The first time I heard singer/songwriter John Prine, now 71, was at the Gorham gym, of what is now the University of Southern Maine, during the spring of 1972. He was the opening act for Lighthouse, was totally new to me and failed to make any impression .
Even his incredible fame over the 47 years that have elapsed since then never stirred my curiosity – that is until just over two weeks ago. While surfing YouTube, I chanced upon a 2011 post featuring him singing a duet with Iris Dement, who has been a favorite singer of mine for at least 25 years.
The song was In Spite of Ourselves with these opening lines; “She don’t like her eggs all runny/She thinks crossin’ her legs is funny/She looks down her nose at money/She gets it on like the Easter Bunny/She’s my baby/I’m her honey/I’m never gonna let her go.”
I won’t quote further because the lyrics go a bit over the top but they are a celebration of true love between a couple who each have two verses to “extol” each other. And, yes, the song was written by Prine and featured on a 1999 album as the title one. He had Dement in mind for the duet. His wife called the singer to tease her about the lyrics, while Dement took a period to gather the courage to record it.
The song became a much requested hit; there are numerous YouTubes from over the last 19 years in which Prine sings with Dement, Emmy Lou Harris and others, not to mention other couples.
Ralph Towner/Gary Burton
Matchbook; ECM records, ECM-1056, stereo LP, recorded 1975.
This very exquisite, delectable album is a collaboration between two very gifted players – guitarist Ralph Towner, now 78, and the presently 75-year-old vibraphonist, Gary Burton. It assembles some of the most captivating “soft” jazz to be heard anywhere, yet not in the superficial, commercialized mode of a few other performers, especially from the ‘70s when such muzak really thrived.
The nine selections include seven original Towner compositions, the Adolf Comden, Betty Green and Leonard Bernstein, Some Other Time, and Charlie Mingus’s Goodbye Pork Pie Hat. The album is one I shall return to.

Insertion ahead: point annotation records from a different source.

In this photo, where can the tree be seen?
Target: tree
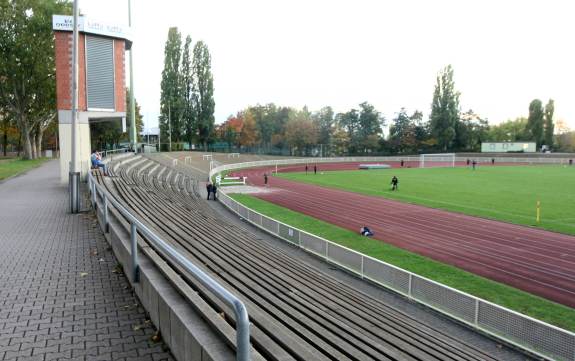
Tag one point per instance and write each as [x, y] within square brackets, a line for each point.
[370, 122]
[549, 128]
[325, 123]
[471, 130]
[444, 109]
[204, 100]
[300, 132]
[402, 133]
[248, 135]
[189, 95]
[508, 131]
[171, 104]
[139, 119]
[535, 122]
[349, 122]
[27, 67]
[109, 135]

Often during the past 47 years, I would confuse Burton, with another Gary who was also a wonderful vibraphonist, was born the same year, 1943, as Burton, but died very tragically at the age of 38 in 1971 – namely, Gary MacFarlane !
Angel and the Badman
starring John Wayne, Gail Russell, Harry Carey, Sr., Bruce Cabot, Tom Powers, etc.; directed by James Edward Grant; Republic Pictures, 1947, 100 minutes, VHS cassette.
John Wayne is a gunslinger who served as Wyatt Earp’s deputy at OK Corral but is running from an otherwise questionable past. Gail Russell portrays the Quaker maiden who falls in love with him. The very engaging actor, Harry Carey, Sr., is the sheriff in pursuit of Wayne while Bruce Cabot appears as another outlaw also gunning for JW. Due to space, all I can say is that I love this film for its plotting, pacing, character development, phenomenal performances from every cast member and the most splendid concluding confrontation scene and aftermath. Finally, there are moments when Carey comes very close to stealing the show; his death within a year was a major blow to cinema!
John Wayne was a very caring friend to Gail Russell, who was an extremely shy, vulnerable woman and who would succumb to alcoholism at the age of 36 in 1961, despite Wayne’s very caring and frequent help and support.